Marysville's Keith Taylor turns a love for karaoke into an opportunity to sing at Safeco Field

Marysville Firefighter Keith Davis belts out the National Anthem at Safeco Field before the Mariners took on the Kansas City Royals, Aug. 7. - Courtesy Photo
Marysville Firefighter Keith Davis belts out the National Anthem at Safeco Field before the Mariners took on the Kansas City Royals, Aug. 7.
— image credit: Courtesy Photo

MARYSVILLE — How do you get to Carnegie Hall? Practice.

How do you get to sing the National Anthem in front of 40,000 Mariners fans at Safeco Field? Karaoke.

That was the obscure route Marysville Firefighter Keith Taylor took to representing his country and his profession at Seattle Mariners games for the past three years.

“I started out going to karaoke with some friends and then I met some people and messed around with some bands,” Taylor, 39, said.

Taylor, who is celebrating his 20th year as a firefighter, has had no formal training in singing, but his voice impressed the Major League Baseball club enough to make him an honorary singer at the annual Firefighter Appreciation Night, where he performs both the anthem and “God Bless America” during the seventh inning.

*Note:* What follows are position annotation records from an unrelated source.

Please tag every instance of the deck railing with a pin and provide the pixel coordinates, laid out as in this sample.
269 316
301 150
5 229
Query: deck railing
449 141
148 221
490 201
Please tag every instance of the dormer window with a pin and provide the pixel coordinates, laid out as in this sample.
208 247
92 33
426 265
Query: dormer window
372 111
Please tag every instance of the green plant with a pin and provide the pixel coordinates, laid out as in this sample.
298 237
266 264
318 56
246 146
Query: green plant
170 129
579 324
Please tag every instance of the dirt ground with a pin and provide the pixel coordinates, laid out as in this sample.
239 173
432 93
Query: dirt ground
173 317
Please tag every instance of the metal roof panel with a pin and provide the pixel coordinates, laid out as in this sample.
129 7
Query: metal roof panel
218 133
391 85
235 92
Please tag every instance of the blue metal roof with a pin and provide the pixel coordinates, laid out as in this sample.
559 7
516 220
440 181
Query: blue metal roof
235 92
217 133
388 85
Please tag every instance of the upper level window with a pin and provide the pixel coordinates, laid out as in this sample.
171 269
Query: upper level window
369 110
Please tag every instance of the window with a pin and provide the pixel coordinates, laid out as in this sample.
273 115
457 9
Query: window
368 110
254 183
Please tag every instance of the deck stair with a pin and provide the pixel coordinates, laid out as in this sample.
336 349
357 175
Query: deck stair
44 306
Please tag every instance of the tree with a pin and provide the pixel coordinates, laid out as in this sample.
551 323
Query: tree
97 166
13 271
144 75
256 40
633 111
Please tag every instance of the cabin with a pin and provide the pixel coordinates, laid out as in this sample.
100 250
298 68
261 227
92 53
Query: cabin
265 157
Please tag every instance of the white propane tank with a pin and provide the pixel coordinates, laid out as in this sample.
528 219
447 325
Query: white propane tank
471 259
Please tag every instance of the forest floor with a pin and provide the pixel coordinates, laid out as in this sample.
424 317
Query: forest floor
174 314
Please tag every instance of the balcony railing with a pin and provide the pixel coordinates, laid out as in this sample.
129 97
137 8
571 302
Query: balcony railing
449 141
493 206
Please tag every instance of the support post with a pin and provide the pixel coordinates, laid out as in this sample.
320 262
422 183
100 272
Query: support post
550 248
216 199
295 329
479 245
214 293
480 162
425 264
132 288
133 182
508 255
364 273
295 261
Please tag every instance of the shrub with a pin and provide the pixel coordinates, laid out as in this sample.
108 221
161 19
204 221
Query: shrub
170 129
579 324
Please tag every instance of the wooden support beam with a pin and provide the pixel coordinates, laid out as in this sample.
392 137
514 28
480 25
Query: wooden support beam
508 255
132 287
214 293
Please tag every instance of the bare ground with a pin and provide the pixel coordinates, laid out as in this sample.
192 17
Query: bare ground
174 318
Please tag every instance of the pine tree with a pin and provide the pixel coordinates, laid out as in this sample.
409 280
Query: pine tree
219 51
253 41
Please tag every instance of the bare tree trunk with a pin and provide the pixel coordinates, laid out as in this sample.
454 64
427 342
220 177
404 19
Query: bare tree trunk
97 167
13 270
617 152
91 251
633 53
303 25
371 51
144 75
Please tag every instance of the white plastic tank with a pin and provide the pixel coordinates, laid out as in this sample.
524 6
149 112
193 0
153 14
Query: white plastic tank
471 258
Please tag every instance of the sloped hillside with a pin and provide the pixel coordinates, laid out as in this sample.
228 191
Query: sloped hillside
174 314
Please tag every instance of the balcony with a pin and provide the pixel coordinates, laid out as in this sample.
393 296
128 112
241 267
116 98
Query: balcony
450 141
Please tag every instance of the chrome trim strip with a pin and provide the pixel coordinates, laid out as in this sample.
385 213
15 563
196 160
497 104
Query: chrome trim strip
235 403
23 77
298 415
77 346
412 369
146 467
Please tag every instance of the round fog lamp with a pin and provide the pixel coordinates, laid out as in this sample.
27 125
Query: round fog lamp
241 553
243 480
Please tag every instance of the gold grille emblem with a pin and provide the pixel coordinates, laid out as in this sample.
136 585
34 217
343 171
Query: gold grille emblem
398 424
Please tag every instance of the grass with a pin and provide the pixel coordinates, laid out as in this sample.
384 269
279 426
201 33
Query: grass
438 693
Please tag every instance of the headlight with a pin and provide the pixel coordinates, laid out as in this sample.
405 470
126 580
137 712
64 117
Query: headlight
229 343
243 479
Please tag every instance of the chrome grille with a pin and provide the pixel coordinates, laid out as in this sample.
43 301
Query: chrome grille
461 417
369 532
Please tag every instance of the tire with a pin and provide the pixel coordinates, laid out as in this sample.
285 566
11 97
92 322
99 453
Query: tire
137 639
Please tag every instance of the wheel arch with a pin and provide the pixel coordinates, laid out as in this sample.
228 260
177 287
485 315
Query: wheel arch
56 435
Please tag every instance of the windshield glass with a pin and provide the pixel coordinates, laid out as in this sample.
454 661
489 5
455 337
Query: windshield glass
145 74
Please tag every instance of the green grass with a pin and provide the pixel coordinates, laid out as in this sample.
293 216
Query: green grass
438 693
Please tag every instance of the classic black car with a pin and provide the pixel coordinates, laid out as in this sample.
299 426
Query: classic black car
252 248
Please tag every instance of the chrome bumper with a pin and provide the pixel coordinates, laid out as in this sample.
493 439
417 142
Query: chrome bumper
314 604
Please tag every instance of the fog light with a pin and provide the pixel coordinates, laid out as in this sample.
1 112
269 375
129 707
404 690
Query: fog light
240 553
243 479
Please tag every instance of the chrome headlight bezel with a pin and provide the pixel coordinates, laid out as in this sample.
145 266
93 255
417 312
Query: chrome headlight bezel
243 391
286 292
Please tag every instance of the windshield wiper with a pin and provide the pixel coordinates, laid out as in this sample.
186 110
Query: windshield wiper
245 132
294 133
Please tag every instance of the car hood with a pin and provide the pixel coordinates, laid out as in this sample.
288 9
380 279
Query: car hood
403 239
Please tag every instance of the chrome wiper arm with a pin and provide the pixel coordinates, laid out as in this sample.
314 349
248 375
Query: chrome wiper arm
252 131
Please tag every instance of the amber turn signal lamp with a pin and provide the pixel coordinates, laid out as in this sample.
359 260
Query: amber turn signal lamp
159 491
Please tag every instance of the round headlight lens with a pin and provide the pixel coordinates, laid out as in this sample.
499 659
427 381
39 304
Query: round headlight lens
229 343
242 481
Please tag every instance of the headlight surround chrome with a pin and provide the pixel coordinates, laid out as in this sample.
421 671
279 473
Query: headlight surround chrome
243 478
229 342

His most recent performance was Aug. 7 against the Kansas City Royals.

“It’s a phenomenal experience, I don’t even know how to explain it,” Taylor said about singing at Safeco Field. “I’m pretty patriotic so just those songs have a lot of meaning to me.”

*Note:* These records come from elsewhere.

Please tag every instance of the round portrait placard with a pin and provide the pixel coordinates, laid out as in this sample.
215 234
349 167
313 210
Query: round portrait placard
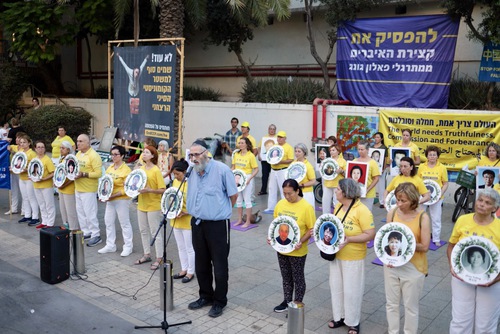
35 170
475 260
59 175
275 154
394 244
390 201
19 162
297 171
135 182
284 234
328 233
434 190
72 167
170 200
105 188
328 169
240 178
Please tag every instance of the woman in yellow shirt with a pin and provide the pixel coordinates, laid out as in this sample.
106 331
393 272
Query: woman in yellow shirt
117 205
149 207
182 226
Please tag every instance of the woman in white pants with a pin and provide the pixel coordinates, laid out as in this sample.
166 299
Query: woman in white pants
182 226
245 161
30 204
43 187
476 308
118 205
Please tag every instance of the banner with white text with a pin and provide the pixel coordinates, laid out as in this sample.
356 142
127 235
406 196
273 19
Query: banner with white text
144 92
396 61
460 137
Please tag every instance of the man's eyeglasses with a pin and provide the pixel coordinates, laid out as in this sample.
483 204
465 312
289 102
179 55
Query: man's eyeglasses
196 155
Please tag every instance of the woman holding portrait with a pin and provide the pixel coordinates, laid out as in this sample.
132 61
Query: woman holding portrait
347 271
476 308
407 281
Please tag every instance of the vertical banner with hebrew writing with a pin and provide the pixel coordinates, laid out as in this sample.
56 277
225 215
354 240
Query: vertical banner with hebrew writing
398 61
144 92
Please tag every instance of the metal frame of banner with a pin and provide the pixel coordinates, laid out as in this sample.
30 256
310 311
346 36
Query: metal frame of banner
180 51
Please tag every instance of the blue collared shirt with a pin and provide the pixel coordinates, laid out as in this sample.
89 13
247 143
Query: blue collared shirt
208 196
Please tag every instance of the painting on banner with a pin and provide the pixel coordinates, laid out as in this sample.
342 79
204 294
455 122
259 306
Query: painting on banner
396 61
144 92
460 137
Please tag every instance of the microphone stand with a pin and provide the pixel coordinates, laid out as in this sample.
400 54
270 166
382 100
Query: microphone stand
164 324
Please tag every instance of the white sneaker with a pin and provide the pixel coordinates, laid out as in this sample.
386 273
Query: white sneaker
126 252
106 249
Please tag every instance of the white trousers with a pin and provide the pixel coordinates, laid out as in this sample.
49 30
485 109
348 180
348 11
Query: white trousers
45 199
435 211
276 179
15 192
86 211
329 199
406 283
309 197
148 224
118 208
67 206
30 204
185 246
347 286
246 195
474 309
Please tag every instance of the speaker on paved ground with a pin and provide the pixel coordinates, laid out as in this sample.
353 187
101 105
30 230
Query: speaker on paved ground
54 254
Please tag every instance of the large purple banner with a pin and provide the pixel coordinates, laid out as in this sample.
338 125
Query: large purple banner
396 62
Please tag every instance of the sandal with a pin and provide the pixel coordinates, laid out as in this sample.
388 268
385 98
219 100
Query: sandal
353 330
155 265
336 324
143 259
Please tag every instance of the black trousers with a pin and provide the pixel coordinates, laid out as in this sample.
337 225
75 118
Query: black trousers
266 170
211 246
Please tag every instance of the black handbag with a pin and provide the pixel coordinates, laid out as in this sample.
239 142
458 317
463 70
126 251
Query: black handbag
331 257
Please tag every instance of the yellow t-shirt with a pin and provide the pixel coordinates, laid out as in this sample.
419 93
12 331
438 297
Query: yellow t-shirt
70 188
88 162
415 180
419 259
30 154
56 145
119 175
184 222
358 219
48 168
335 182
288 154
467 227
310 175
247 163
151 202
251 138
374 171
304 215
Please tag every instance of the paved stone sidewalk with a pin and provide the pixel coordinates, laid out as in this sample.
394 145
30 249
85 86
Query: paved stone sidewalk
254 284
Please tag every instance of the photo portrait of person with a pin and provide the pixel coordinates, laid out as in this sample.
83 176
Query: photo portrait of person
488 179
283 232
394 244
329 234
475 260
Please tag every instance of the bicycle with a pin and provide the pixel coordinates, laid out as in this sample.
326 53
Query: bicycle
465 195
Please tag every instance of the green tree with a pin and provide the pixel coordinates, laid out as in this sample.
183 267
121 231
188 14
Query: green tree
485 31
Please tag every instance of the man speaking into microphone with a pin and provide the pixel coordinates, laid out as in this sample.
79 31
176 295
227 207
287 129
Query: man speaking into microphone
211 195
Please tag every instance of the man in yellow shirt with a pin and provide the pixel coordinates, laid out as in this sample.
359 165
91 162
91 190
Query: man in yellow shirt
90 170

A Marysville-Pilchuck graduate in 1989, Taylor joined the Air Force with a guarantee that he would have a firefighting job after leaving the service. He eventually moved back to Marysville and heard that the Mariners were looking for a policeman or fireman to sing the National Anthem in uniform for the five year observance of 9/11.

“They said they were accepting demo tapes and a bunch of my buddies at the department said I should go for it. So I did,” he said. “After the first time, I got to know some of the people in the Mariners’ PR and now we have a pretty good relationship.”

The first time Taylor performed, he admitted to being nervous.

“Oh yeah,” he said. “They had me come in early for a sound test a few hours before the game. And then there I was in front of the full stadium.”

Of course, other than meeting professional baseball players, there are other perks to singing the anthem. Taylor said he gets 12 tickets per game he sings at, and gets to take three people down on the field with him.

“I’ve gotten to take just about everyone down there,” he said. “The last time it was my wife and two of my boys.”

Although he still sings, Taylor admits that his karaoke days are behind him now.

“I’ve got a family with four boys and other responsibilities,” he said.